A collective film about a collective experience, “Seven Days in September” concentrates less on the events and immediate aftermath of 9/11 than on how a diverse group of shell-shocked eyewitnesses personally experienced them. Pic assembles tapes shot by 28 Gothamites with portable video cameras, incorporating interviews with several of these chroniclers. History, viewed and interpreted from multiple perspectives, is granted an on-the-spot immediacy and peculiarly pluralistic spin. Docu opened in a few venues in NYC on Sept. 6 and in L.A. a week later, before being strategically and, producers hope, semi-permanently housed in a tourist-friendly multiplex a couple of blocks from Ground Zero.
First third of the film focuses on the infamous date itself. Apreamble shows the city the day before, including a circling, up-close pan around the twin towers from the vantage of a small plane. The catastrophe unfolds in footage only fractionally different from the hours of imagery endlessly recycled on TV. Watching the planes hit and towers crumble in pic’s communal context, though, intersecting the moment-to-moment reality of the ordinary people behind the lens, casts the familiar imagery in a whole new light.

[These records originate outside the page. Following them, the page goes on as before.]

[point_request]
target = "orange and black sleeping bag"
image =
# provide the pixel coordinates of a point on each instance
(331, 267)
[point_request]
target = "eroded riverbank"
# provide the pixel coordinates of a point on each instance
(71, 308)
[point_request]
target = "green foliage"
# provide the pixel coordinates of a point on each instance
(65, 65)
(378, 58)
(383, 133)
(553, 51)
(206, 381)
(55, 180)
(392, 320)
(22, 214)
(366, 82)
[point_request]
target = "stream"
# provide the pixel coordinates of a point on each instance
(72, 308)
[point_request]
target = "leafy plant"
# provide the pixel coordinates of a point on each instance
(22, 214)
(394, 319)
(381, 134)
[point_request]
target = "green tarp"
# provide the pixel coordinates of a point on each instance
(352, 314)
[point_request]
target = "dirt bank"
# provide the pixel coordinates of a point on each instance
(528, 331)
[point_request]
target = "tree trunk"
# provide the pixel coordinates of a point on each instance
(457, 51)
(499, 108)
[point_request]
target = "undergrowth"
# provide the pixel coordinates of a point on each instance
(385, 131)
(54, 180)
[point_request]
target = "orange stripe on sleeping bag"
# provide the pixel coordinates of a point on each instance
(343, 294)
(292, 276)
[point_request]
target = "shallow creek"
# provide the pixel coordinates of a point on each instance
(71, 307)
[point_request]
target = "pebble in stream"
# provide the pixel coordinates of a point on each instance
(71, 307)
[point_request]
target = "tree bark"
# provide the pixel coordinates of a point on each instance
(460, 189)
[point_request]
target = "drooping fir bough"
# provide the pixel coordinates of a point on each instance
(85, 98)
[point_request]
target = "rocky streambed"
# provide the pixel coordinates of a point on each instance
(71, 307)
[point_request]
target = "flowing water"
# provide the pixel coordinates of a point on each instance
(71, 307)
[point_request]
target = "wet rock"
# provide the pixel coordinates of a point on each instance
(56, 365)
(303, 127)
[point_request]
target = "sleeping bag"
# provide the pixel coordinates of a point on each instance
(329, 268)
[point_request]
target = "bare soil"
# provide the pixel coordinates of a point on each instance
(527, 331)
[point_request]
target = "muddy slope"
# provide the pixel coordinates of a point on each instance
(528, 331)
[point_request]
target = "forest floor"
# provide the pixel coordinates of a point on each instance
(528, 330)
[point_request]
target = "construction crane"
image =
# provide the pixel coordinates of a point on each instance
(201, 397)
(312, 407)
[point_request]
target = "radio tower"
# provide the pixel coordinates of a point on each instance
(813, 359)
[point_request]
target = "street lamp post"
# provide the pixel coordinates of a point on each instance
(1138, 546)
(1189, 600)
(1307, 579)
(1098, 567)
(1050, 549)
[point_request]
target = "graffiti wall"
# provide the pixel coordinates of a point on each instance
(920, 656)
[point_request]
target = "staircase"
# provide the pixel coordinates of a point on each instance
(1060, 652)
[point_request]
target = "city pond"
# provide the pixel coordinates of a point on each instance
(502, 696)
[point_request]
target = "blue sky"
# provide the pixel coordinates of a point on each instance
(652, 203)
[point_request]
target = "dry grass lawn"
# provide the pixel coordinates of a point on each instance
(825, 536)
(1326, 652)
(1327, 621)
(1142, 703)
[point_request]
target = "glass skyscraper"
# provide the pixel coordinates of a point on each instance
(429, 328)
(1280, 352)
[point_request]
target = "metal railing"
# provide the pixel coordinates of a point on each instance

A woman in New Jersey picks up a corporate document blown into her yard and wonders about the fate of the people in the office where it circulated. A man taking refuge from the billowing dust storm caused by the fall of the first tower crouches with other dazed refugees in the lobby of a building which the police assure everyone is “not a target.” Moved on to another building, the man encounters commuters emerging from a subway, disoriented and terrified, unaware of what has happened and incapable, in the devastation, of telling uptown from down. Moments later, the fall of the second tower generates further phantasms of nuclear winter and eerie silence.
A full two-thirds of docu concerns the reactions of fellow New Yorkers to the cataclysm — candlelight vigils, spontaneous outpourings of volunteered goods and services, and angry but civil confrontations outside city mosques. A heated, semi-hysterical free-for-all argument between warmongers and peaceniks in Union Square boils down to a fight between a man and a woman over who was first to pick up human body parts at the disaster site: The commonality of their experience causes them to stop dead in mid-scream and fall weeping into one another’s arms.
This section of docu, a paean to the courage and resiliency of NYC, seems to go on a bit longer than necessary. Then again, this story is no news to New Yorkers since Gotham, famously, has always been strong under siege.
Pic, free of the swelling music, solemn pontificating, and pregnant pauses that characterize so much 9/11 reporting, unspools in a homey patchwork of unprocessed moments. The reminiscences of neighborhood folk, tied to the act of videotaping what are essentially home-movies, prescribes a relatively sane, shared way of coping with larger-than-life trauma.